Thursday’s BEYA STEM webinar featuring Stephanie C. Hill focused on mentoring in the workplace. Hill, vice president and general manager of Lockheed Martin’s Information Systems and Global Solutions Civil business, spoke about mentor roles and mentoring relationships that contribute to career growth.
According to Tyrone Taborn, host of the BEYA Webinar series and founder of the 29th annual BEYA STEM Conference, mentoring has been a recurring theme for many Black Engineer of the Year Award winners. Hill is the 2014 Black Engineer of the Year.
At a weekend event for Rodney Adkins, the 2007 Black Engineer of the Year who served 33 years at IBM and retired last year as a senior vice president of Corporate Strategy, Taborn said he noted that everyone talked about how Adkins had mentored so many people along the way.
“Like Rod, good mentors create a safe place to ask questions, get answers – not corporate speak, and learn unwritten rules to help people navigate either in a new environment or as the mood changes,” Hill said.

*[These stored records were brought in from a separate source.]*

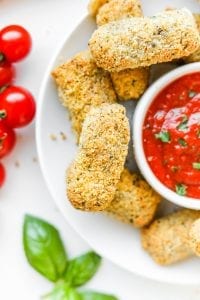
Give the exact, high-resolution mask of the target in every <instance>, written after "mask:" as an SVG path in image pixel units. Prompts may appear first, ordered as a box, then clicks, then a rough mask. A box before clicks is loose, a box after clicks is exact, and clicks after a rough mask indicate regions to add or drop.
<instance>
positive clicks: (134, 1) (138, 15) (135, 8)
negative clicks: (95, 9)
mask: <svg viewBox="0 0 200 300" xmlns="http://www.w3.org/2000/svg"><path fill="white" fill-rule="evenodd" d="M142 15H143V13H142V8H141V2H140V0H110V1H109V2H107V3H106V4H104V5H103V6H101V7H100V9H99V11H98V14H97V17H96V22H97V25H98V26H102V25H104V24H107V23H110V22H113V21H117V20H121V19H125V18H130V17H141V16H142Z"/></svg>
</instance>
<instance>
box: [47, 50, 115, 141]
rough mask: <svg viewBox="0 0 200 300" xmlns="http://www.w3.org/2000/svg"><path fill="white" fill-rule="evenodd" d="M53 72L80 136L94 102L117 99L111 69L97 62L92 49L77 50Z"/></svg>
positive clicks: (56, 68)
mask: <svg viewBox="0 0 200 300" xmlns="http://www.w3.org/2000/svg"><path fill="white" fill-rule="evenodd" d="M52 75H53V77H54V79H55V81H56V83H57V85H58V92H59V96H60V100H61V103H62V104H63V105H64V106H65V107H67V108H68V110H69V114H70V117H71V121H72V127H73V129H74V131H75V132H76V133H77V136H78V137H79V135H80V133H81V129H82V123H83V121H84V119H85V117H86V114H87V113H88V112H89V110H90V108H91V106H99V105H101V104H103V103H114V102H116V95H115V92H114V89H113V86H112V82H111V78H110V75H109V73H108V72H106V71H104V70H102V69H100V68H98V67H97V66H96V64H95V62H94V60H93V59H92V57H91V55H90V52H89V51H84V52H81V53H79V54H77V55H76V56H75V57H73V58H72V59H71V60H69V61H68V62H66V63H65V64H63V65H61V66H59V67H57V68H56V69H55V70H54V71H53V72H52Z"/></svg>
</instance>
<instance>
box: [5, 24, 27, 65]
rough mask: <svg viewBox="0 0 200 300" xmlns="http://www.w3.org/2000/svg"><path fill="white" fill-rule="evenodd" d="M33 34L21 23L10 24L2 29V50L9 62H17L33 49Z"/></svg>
mask: <svg viewBox="0 0 200 300" xmlns="http://www.w3.org/2000/svg"><path fill="white" fill-rule="evenodd" d="M31 45H32V41H31V36H30V34H29V33H28V31H27V30H26V29H25V28H23V27H22V26H19V25H10V26H7V27H5V28H3V29H2V30H1V31H0V51H1V52H2V53H3V54H4V55H5V57H6V59H7V60H8V61H9V62H17V61H19V60H21V59H23V58H25V57H26V56H27V54H28V53H29V52H30V50H31Z"/></svg>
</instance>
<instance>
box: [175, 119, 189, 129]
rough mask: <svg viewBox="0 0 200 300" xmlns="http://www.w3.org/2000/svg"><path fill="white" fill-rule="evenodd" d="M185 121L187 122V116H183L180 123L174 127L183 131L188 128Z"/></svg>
mask: <svg viewBox="0 0 200 300" xmlns="http://www.w3.org/2000/svg"><path fill="white" fill-rule="evenodd" d="M187 122H188V117H187V116H184V117H183V119H182V121H181V123H180V124H179V125H178V126H177V127H176V128H177V129H178V130H181V131H185V130H186V129H187V128H188V126H187Z"/></svg>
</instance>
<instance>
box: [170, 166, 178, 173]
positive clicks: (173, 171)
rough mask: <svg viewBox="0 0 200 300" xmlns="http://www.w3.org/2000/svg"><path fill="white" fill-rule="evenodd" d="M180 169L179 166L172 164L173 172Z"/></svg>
mask: <svg viewBox="0 0 200 300" xmlns="http://www.w3.org/2000/svg"><path fill="white" fill-rule="evenodd" d="M179 169H180V167H178V166H172V167H171V170H172V172H174V173H175V172H177V171H178V170H179Z"/></svg>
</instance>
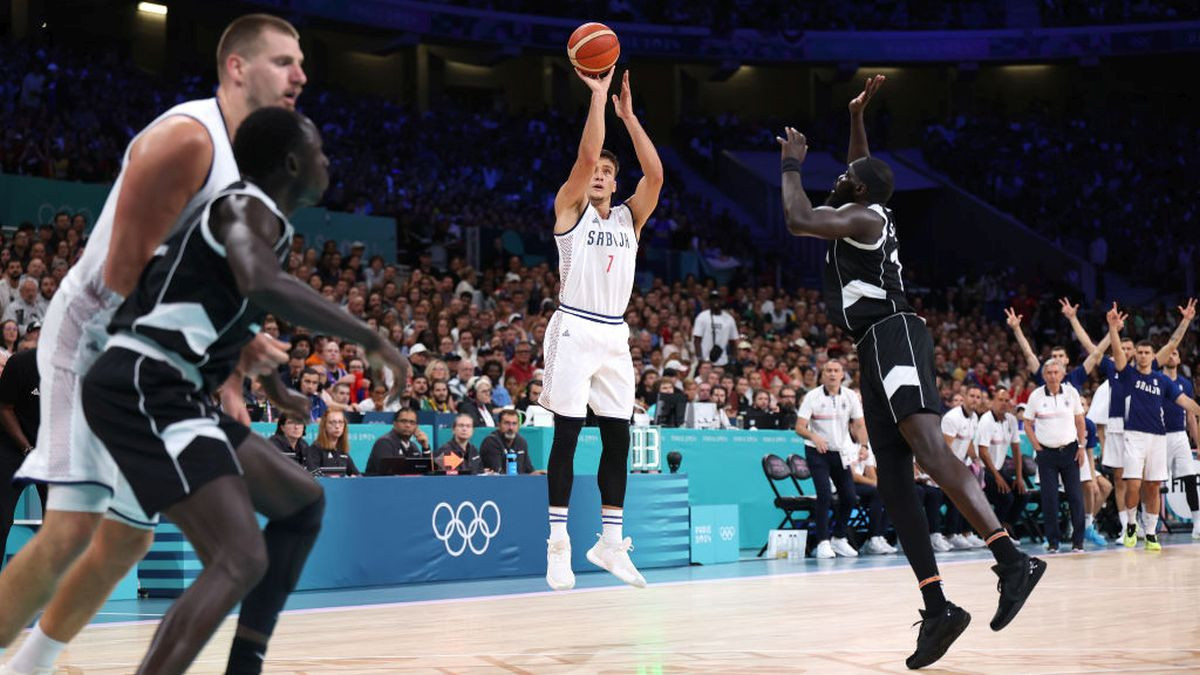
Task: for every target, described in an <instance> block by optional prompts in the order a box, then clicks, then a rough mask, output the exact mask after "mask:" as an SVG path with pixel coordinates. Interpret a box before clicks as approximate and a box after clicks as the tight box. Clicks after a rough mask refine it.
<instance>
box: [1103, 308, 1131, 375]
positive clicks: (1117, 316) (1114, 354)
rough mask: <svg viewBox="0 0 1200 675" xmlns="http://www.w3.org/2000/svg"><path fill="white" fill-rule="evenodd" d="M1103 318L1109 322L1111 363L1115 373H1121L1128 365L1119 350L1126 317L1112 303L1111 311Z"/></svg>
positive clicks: (1106, 314) (1109, 345) (1123, 352)
mask: <svg viewBox="0 0 1200 675" xmlns="http://www.w3.org/2000/svg"><path fill="white" fill-rule="evenodd" d="M1104 318H1105V319H1106V321H1108V322H1109V348H1110V350H1111V351H1112V362H1114V364H1116V366H1117V372H1121V371H1122V370H1124V366H1127V365H1129V360H1128V359H1126V356H1124V351H1123V350H1121V327H1122V325H1124V319H1126V315H1123V313H1121V311H1120V310H1117V304H1116V303H1112V309H1111V310H1109V312H1108V313H1106V315H1104Z"/></svg>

She also observed that a lot of companies have formalized mentoring programs where they pair early-career employees with middle managers, executives and technical experts. Over 28 years at Lockheed Martin, Hill said she has had incredible mentors.

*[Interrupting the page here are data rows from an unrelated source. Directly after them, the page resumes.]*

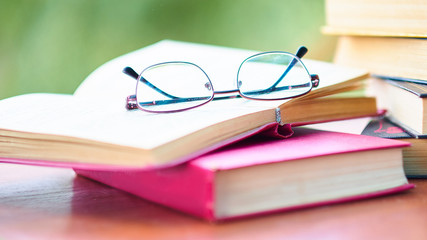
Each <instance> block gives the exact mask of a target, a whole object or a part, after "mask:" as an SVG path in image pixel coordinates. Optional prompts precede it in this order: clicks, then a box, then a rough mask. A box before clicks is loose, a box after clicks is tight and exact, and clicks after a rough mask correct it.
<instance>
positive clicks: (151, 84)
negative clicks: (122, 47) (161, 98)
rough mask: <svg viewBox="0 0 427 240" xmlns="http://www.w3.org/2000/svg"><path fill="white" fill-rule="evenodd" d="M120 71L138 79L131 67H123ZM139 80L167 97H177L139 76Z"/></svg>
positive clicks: (137, 76)
mask: <svg viewBox="0 0 427 240" xmlns="http://www.w3.org/2000/svg"><path fill="white" fill-rule="evenodd" d="M122 72H123V73H124V74H126V75H128V76H130V77H131V78H134V79H135V80H138V77H139V75H138V73H136V72H135V70H133V68H131V67H125V68H123V70H122ZM140 81H141V82H143V83H144V84H145V85H147V86H149V87H151V88H152V89H154V90H156V91H157V92H158V93H160V94H162V95H164V96H166V97H168V98H172V99H176V98H178V97H176V96H173V95H171V94H169V93H167V92H164V91H163V90H161V89H160V88H158V87H156V86H155V85H154V84H152V83H150V82H149V81H148V80H147V79H145V78H143V77H142V76H141V78H140Z"/></svg>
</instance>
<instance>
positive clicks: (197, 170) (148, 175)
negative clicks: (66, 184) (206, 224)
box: [74, 164, 214, 220]
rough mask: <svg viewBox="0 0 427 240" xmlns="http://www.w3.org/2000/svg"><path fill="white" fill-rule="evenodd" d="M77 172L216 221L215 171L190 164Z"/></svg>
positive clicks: (87, 170)
mask: <svg viewBox="0 0 427 240" xmlns="http://www.w3.org/2000/svg"><path fill="white" fill-rule="evenodd" d="M74 171H75V172H76V173H77V174H78V175H81V176H84V177H87V178H90V179H93V180H95V181H98V182H101V183H104V184H106V185H109V186H111V187H114V188H118V189H120V190H123V191H125V192H128V193H131V194H134V195H136V196H139V197H142V198H144V199H146V200H149V201H151V202H155V203H158V204H161V205H164V206H167V207H170V208H174V209H176V210H180V211H182V212H185V213H188V214H191V215H194V216H197V217H200V218H204V219H207V220H214V201H213V199H214V192H213V191H214V186H213V179H214V172H213V171H210V170H207V169H202V168H200V167H198V166H194V165H191V164H184V165H180V166H177V167H173V168H167V169H158V170H149V171H140V170H138V171H135V170H134V171H92V170H84V169H74Z"/></svg>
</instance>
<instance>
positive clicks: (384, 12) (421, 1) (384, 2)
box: [323, 0, 427, 37]
mask: <svg viewBox="0 0 427 240" xmlns="http://www.w3.org/2000/svg"><path fill="white" fill-rule="evenodd" d="M426 9H427V2H425V1H419V0H389V1H386V0H326V1H325V12H326V26H325V27H324V28H323V32H325V33H331V34H340V35H364V36H366V35H370V36H389V37H390V36H393V37H396V36H397V37H427V14H425V12H426Z"/></svg>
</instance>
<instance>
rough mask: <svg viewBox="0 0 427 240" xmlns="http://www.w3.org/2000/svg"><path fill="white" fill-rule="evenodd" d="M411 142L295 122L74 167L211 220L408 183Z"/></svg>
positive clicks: (185, 212)
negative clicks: (163, 163)
mask: <svg viewBox="0 0 427 240" xmlns="http://www.w3.org/2000/svg"><path fill="white" fill-rule="evenodd" d="M408 145H409V144H407V143H404V142H401V141H396V140H390V139H381V138H375V137H370V136H362V135H353V134H346V133H337V132H326V131H319V130H312V129H305V128H295V133H294V135H293V136H292V137H291V138H288V139H286V140H283V139H272V138H265V137H262V136H259V135H256V136H253V137H251V138H248V139H246V140H243V141H240V142H238V143H235V144H232V145H230V146H227V147H224V148H222V149H219V150H216V151H214V152H212V153H209V154H206V155H203V156H200V157H197V158H196V159H194V160H192V161H189V162H186V163H183V164H180V165H177V166H172V167H168V168H158V169H150V170H141V169H140V170H122V171H117V170H90V169H88V168H84V169H80V168H78V167H77V168H75V171H76V173H78V174H80V175H82V176H85V177H88V178H91V179H94V180H96V181H99V182H102V183H104V184H107V185H109V186H112V187H115V188H118V189H121V190H123V191H126V192H129V193H132V194H135V195H137V196H140V197H142V198H145V199H148V200H150V201H153V202H156V203H159V204H162V205H165V206H168V207H170V208H173V209H176V210H179V211H182V212H185V213H188V214H191V215H194V216H197V217H200V218H204V219H207V220H210V221H217V220H226V219H235V218H242V217H247V216H253V215H259V214H266V213H271V212H278V211H285V210H291V209H298V208H305V207H313V206H319V205H325V204H331V203H338V202H345V201H352V200H356V199H364V198H370V197H375V196H380V195H386V194H391V193H394V192H399V191H403V190H406V189H409V188H412V187H413V185H412V184H408V182H407V179H406V177H405V174H404V171H403V166H402V148H403V147H407V146H408Z"/></svg>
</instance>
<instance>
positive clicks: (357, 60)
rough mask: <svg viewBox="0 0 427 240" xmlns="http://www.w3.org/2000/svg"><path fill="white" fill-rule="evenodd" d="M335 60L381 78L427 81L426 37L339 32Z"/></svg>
mask: <svg viewBox="0 0 427 240" xmlns="http://www.w3.org/2000/svg"><path fill="white" fill-rule="evenodd" d="M426 15H427V14H426ZM426 26H427V24H426ZM334 62H335V63H337V64H340V65H345V66H352V67H359V68H363V69H366V70H368V71H369V72H370V73H371V74H372V75H375V76H378V77H381V78H391V79H396V80H404V81H412V82H420V83H427V70H426V69H427V40H426V39H425V38H392V37H377V36H371V37H367V36H340V37H339V39H338V44H337V48H336V52H335V57H334Z"/></svg>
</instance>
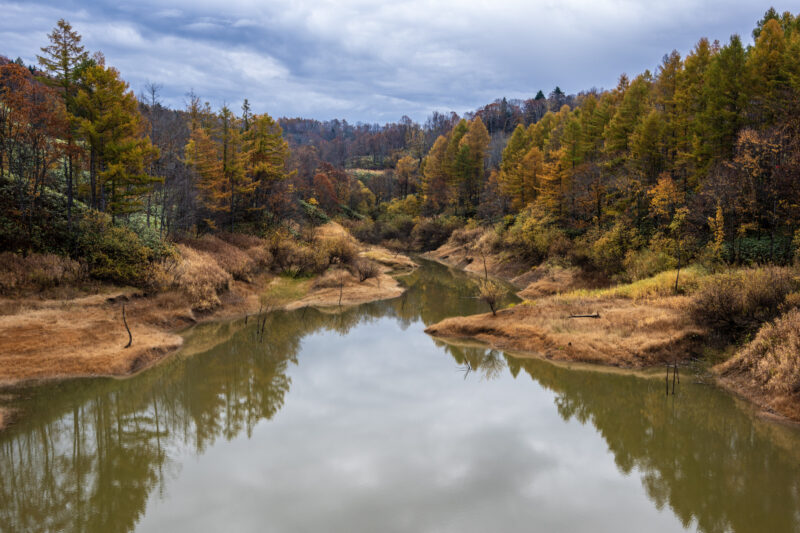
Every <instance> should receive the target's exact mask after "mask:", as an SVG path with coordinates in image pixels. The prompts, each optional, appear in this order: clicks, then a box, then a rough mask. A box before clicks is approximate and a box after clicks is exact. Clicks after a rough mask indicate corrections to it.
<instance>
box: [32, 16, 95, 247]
mask: <svg viewBox="0 0 800 533" xmlns="http://www.w3.org/2000/svg"><path fill="white" fill-rule="evenodd" d="M48 39H49V40H50V44H49V45H48V46H45V47H43V48H42V49H41V51H42V54H43V55H40V56H37V60H38V61H39V65H41V66H42V67H43V68H44V70H45V71H46V72H48V73H50V77H48V78H45V81H46V82H48V83H55V85H56V86H58V87H60V88H61V91H62V95H63V98H64V105H65V108H66V112H67V119H68V121H69V125H70V127H69V128H68V130H67V132H66V133H67V135H66V141H67V144H66V149H65V153H66V156H67V157H66V160H65V163H66V168H65V172H64V174H65V179H66V182H67V191H66V193H67V225H68V227H69V231H70V232H71V231H72V207H73V202H74V189H73V184H74V182H75V179H74V178H75V175H76V174H77V172H76V171H77V169H76V168H75V167H76V162H77V160H78V159H79V158H80V156H81V152H82V150H81V148H80V146H77V145H76V144H75V139H74V136H75V129H76V127H77V120H76V119H75V96H76V93H77V81H78V74H79V68H80V67H81V66H82V65H83V64H84V63H86V61H87V60H88V53H87V52H86V50H85V49H84V47H83V46H82V45H81V36H80V34H78V32H76V31H74V30H73V29H72V26H71V25H70V24H69V22H67V21H66V20H64V19H60V20H59V21H58V22H57V23H56V27H55V28H53V31H51V32H50V34H49V35H48Z"/></svg>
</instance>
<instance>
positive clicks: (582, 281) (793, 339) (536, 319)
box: [426, 239, 800, 421]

“People who told it to me straight to guide me along; told me when I got it right, or when I got it wrong,” she said.
Most importantly she added was knowing they would be there to help her fix problems and move on to the next challenge.
“As companies, we have an obligation not only to make ourselves available but to establish programs and join with organizations that have mentoring programs. Lockheed Martin has a number of these with schools to inspire, encourage, and light the way for young people, which will make a difference in our nation, and the STEM pipeline,” she said.
About a month ago, Hill recalled taking a call from a female engineering student at Tuskegee University. While in freshman year, the student had a number of other Black women in her class, but as a junior she now felt alone. Even though her male classmates were not purposely ostracizing her she wasn’t sure she had the support to make it in engineering.
“We talked about resources available through mentoring, guidance and career counseling,” Hill said. “She was able to connect, find somebody she could turn to and ensure she finishes her degree and continue to an engineering career.”
That’s the power of Lockheed’s support to BEYA and Women of Color conferences, Taborn said.
“It’s made sure so many individuals attend the events and get access to a trusted community,” he added. It’s important to have a mentor and informal mentoring opportunities, people you can turn to and are part of your professional convoy.
“When you go to BEYA, which has so many resources, get to know other attendees, see what their background is. Because even if you don’t have a question today, you might think back to that connection,” Hill advised. “BEYA is such a community of like-minded people that person more than likely will take your call,” she said.
In her experience, some of the best mentoring relationships emerge from finding someone you look up to and trust.
“When you can open yourself to real feedback in a safe mentoring environment,” she explained.
Years before, Hill shared how she turned down a job offer in Lockheed Martin and got a call from one of her trusted mentors, Art Johnson, the 1997 Black Engineer of the Year. Johnson retired as senior vice president from Lockheed Martin with over 20 years of senior leadership experience in the information technology and defense businesses.
“Art said: ‘Stephanie before you ever do anything like that again make sure you call me first,'” Hill recalled. “Mentoring has had a huge impact along my career path. I can remember even before that growing up my father used to saying to me ‘Stephanie, everybody needs someone to whom they can turn.'”
Establishing trusted relationships, making sure there’s someone who cares about your well being, that you could talk to when things were happening or had happened is essentially what mentoring is all about. Hill said. She also likened mentoring to sage advice, the kind she saw her mother dish out –generous counsel that kept friends coming back.